Agentic AI adoption is forcing enterprises to spend more on cybersecurity, with AI security budgets set to nearly quadruple by 2029.
Enterprises racing to deploy AI agents across customer service, software development and finance are driving demand for cybersecurity tools that can protect these autonomous systems, with AI-related security spending expected to rise from 4% of enterprise cybersecurity budgets in 2026 to 15% by 2029, according to McKinsey & Co.
Unlike traditional AI tools that respond to prompts, AI agents can access enterprise applications, retrieve information and interact with other software with limited human involvement, creating new attack surfaces that existing security tools were not designed to protect. The shift is pushing companies like Fortinet Inc., Okta Inc. and SentinelOne Inc. to expand their AI security capabilities as enterprises seek platforms that can manage AI agent identities, monitor their activities and detect threats in real time.
Fortinet, the $120.5 billion network security provider, is embedding AI across its Security Fabric platform to improve threat detection and automate security operations. The company reported first-quarter adjusted earnings per share of 82 cents, beating the 61-cent consensus, on revenue of $1.9 billion that topped the $1.7 billion estimate. Fortinet expects full-year adjusted EPS of $3.10 to $3.16 and revenue of $7.7 billion to $7.9 billion. The Zacks consensus estimate for 2026 earnings stands at $3.15 per share, implying 14.1% growth from the prior year. Shares have gained 55.4% over the past 52 weeks, outperforming the S&P 500's 20.3% advance.
The company's opportunity is not without risk. On July 16, the U.S. Cybersecurity and Infrastructure Security Agency added two critical FortiSandbox vulnerabilities — CVE-2026-39808 and CVE-2026-25089, both rated 9.1 in severity — to its catalog of known exploited flaws, ordering federal agencies to patch by July 19. CISA now tracks 28 Fortinet vulnerabilities that have been exploited in attacks, 13 of which were also used in ransomware campaigns. The company has released patches for both flaws.

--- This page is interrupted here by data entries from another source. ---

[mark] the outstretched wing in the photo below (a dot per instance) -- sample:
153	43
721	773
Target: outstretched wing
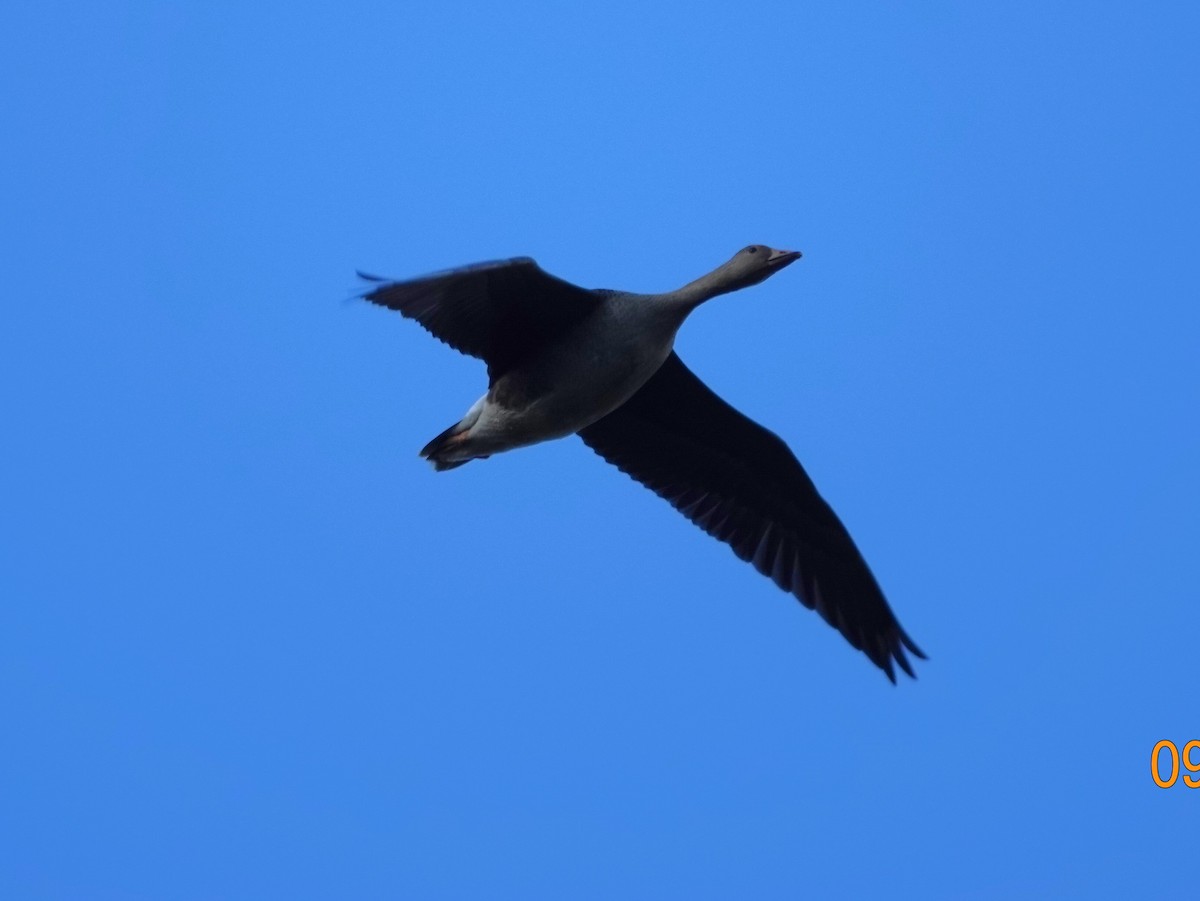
501	311
741	484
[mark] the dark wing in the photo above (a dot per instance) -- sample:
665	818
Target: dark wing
499	312
742	485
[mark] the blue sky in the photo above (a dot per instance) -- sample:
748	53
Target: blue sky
252	647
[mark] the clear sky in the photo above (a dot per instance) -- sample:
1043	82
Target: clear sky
251	647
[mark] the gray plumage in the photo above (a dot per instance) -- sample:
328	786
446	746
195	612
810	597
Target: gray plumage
564	360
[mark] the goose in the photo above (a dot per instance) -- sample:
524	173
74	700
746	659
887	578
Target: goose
601	364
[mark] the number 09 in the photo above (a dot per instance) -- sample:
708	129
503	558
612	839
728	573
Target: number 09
1191	781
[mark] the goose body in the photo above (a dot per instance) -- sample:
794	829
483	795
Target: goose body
589	372
567	360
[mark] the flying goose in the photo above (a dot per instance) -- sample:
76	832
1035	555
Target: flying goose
600	364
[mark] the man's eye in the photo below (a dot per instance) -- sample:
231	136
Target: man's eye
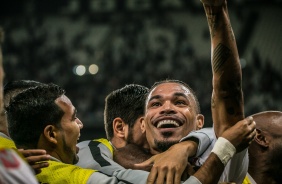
156	104
180	102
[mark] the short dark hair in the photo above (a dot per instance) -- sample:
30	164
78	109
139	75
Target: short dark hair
13	88
31	111
197	104
127	103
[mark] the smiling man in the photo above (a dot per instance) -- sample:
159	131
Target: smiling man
172	111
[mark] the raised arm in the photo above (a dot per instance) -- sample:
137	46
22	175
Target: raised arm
227	96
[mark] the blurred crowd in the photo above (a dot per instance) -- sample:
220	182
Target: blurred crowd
128	48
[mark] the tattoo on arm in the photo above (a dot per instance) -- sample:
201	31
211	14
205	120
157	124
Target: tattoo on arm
221	54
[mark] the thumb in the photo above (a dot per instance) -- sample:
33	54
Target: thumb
146	164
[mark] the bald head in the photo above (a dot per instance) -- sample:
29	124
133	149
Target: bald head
269	121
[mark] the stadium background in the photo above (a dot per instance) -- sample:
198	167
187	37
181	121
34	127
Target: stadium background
138	41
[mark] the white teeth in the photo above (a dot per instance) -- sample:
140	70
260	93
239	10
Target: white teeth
167	122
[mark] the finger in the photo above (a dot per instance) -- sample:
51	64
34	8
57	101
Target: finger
33	159
152	176
146	163
32	152
170	176
40	165
161	176
177	177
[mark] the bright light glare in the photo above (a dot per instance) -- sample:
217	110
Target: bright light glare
80	70
93	69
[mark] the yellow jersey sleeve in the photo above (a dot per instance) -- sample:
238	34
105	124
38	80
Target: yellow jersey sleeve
59	173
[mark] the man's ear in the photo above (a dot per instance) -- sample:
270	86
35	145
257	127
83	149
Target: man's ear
143	125
261	139
119	127
50	133
199	121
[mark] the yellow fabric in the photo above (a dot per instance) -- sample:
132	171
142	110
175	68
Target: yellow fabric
246	181
7	143
60	173
106	143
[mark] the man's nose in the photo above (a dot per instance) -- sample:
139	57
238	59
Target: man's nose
80	124
168	108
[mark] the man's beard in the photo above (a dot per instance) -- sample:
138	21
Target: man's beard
274	163
164	144
70	152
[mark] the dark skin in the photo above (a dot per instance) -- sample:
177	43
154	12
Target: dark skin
265	151
32	156
227	95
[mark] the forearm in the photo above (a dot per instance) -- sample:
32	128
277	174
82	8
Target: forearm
227	97
211	171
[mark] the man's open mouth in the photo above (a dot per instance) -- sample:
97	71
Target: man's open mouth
167	124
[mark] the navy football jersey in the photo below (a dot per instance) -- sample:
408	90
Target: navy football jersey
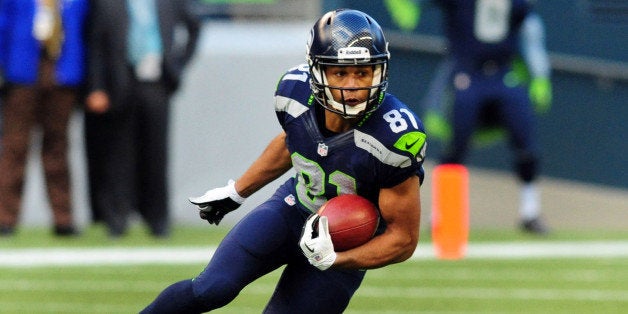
482	30
384	149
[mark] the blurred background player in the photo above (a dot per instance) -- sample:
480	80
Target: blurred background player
43	61
135	66
498	72
342	134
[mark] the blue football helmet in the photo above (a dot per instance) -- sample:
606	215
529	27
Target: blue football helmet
347	37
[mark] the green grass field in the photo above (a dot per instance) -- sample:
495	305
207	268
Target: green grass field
425	285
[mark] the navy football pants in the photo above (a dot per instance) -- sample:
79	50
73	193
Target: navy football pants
513	111
266	239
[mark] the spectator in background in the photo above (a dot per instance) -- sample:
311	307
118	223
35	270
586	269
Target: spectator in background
494	89
42	58
136	62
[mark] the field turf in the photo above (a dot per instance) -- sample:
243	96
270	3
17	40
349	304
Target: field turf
421	285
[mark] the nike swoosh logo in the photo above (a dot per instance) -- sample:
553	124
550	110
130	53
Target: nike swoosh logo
408	145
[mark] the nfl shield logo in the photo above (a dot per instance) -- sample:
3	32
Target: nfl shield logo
322	149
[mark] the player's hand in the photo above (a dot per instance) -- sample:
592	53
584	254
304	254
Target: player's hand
541	94
437	126
216	203
316	242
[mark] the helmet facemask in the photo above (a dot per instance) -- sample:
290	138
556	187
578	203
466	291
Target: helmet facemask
323	91
347	38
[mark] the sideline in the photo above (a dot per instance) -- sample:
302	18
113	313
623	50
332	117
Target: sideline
59	257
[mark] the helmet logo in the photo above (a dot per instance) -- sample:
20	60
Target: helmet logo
354	53
322	149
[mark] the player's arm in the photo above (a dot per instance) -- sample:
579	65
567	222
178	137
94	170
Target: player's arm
400	207
270	165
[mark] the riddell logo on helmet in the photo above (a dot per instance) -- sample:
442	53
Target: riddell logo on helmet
354	53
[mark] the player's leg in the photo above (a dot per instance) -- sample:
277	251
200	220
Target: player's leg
520	121
464	116
305	289
257	245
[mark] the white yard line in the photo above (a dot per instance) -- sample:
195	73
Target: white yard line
58	257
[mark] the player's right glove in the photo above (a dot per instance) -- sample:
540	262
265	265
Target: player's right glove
316	242
216	203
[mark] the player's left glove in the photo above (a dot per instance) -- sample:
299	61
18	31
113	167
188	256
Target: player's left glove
316	242
216	203
541	94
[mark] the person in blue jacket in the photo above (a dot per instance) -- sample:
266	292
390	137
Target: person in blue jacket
42	54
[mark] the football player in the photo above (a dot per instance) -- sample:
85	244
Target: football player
342	134
486	39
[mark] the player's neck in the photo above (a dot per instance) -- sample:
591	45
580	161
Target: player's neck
337	124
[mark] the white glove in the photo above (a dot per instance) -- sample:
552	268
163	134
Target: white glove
216	203
316	242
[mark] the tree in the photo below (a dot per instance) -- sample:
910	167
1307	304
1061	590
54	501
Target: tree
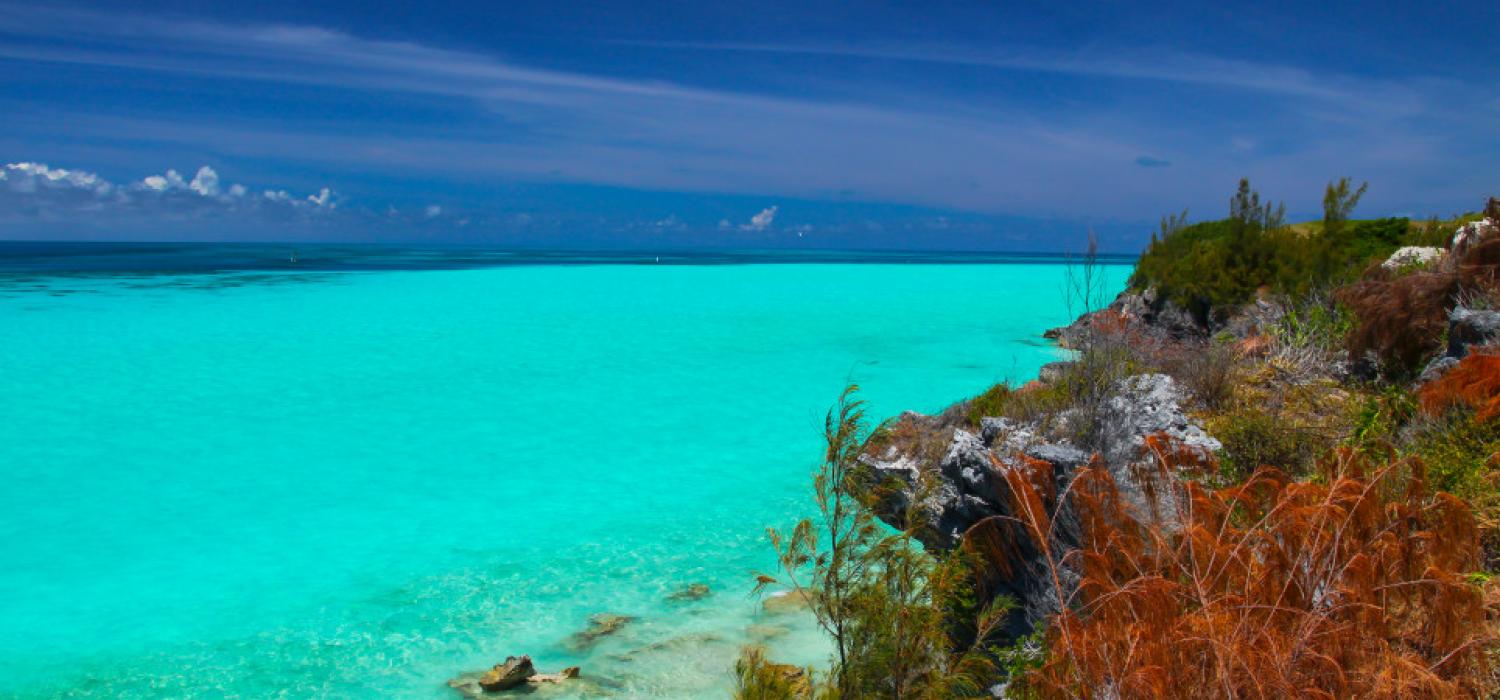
1338	203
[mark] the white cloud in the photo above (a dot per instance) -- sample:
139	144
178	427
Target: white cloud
27	177
321	198
206	182
162	183
762	221
36	189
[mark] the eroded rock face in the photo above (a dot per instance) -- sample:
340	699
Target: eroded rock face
1143	312
1412	255
599	627
692	592
509	675
1466	329
1469	327
968	483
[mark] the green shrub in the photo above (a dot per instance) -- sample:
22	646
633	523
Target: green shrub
992	402
1254	438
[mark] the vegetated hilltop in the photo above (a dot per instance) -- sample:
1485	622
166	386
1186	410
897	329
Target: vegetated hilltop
1271	469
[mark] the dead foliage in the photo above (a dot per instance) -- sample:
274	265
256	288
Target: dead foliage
1346	586
1401	318
1475	382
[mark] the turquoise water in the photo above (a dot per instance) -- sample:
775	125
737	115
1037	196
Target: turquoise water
360	484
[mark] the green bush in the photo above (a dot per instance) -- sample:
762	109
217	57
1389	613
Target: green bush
1256	438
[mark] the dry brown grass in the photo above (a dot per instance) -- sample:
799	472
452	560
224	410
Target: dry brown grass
1349	586
1475	382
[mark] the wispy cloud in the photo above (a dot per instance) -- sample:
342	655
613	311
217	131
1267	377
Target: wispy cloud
870	141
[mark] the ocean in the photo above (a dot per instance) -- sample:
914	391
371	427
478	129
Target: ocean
363	472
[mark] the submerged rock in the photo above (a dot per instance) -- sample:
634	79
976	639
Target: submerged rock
509	675
599	627
516	672
555	678
696	591
788	601
764	633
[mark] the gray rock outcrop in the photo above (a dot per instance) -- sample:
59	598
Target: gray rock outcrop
968	483
1143	311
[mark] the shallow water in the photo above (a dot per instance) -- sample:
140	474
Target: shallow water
362	483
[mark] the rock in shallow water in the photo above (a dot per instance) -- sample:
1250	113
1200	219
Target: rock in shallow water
599	627
788	601
509	675
696	591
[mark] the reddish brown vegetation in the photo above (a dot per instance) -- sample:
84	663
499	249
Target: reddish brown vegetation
1475	382
1401	320
1344	588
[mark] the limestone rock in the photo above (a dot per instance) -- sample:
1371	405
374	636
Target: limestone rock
1143	312
968	480
555	678
788	601
692	592
764	633
1469	327
599	627
509	675
1412	255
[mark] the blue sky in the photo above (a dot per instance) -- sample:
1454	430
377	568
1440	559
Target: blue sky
689	123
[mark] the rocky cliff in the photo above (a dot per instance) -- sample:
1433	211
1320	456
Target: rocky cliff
957	472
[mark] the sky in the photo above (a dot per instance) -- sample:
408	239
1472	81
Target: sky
869	125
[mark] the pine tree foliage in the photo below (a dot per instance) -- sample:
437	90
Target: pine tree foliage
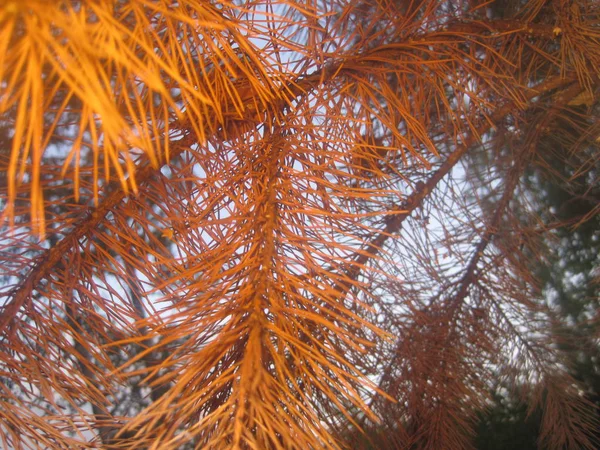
260	224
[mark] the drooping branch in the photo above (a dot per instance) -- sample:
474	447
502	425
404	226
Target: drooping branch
399	214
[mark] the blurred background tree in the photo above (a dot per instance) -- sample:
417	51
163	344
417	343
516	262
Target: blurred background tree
298	225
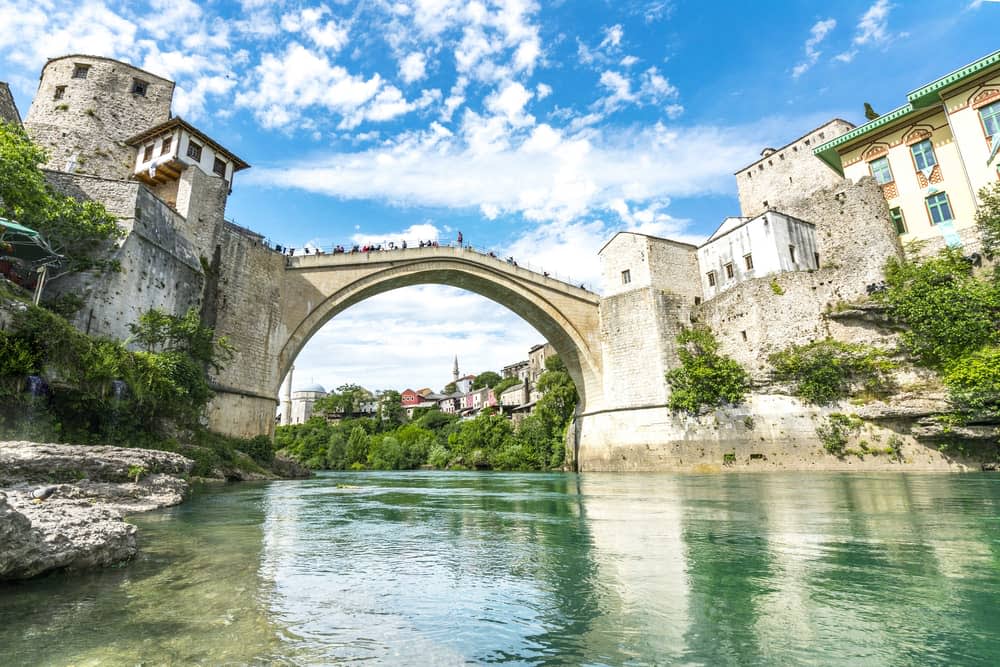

Okta is targeting the identity security layer of AI deployment through products such as Okta for AI Agents and Auth0 for AI Agents, which help organizations control what AI agents can access and monitor their activities. The consensus estimate for fiscal 2027 earnings is $3.83 per share, up 9.4% from the prior year. SentinelOne is expanding its AI Security portfolio with tools including Purple AI, AI SIEM and cloud security solutions that help organizations detect threats and protect AI workloads throughout their lifecycle. The consensus estimate for fiscal 2027 earnings is 36 cents per share, representing 80% growth from fiscal 2026.
For investors, the agentic AI security theme offers a differentiated way to play the AI infrastructure buildout. While much of the market's AI focus has centered on GPU makers and cloud providers, the security layer represents a smaller but faster-growing addressable market. Fortinet trades at roughly 38 times forward earnings, reflecting the premium the market assigns to AI-related security exposure. Okta and SentinelOne, both unprofitable on a GAAP basis, trade on revenue multiples that will require sustained growth to justify. The McKinsey forecast implies AI security spending could reach roughly $30 billion by 2029 based on current total cybersecurity spending estimates, up from about $8 billion today.
This article is for informational purposes only and does not constitute investment advice.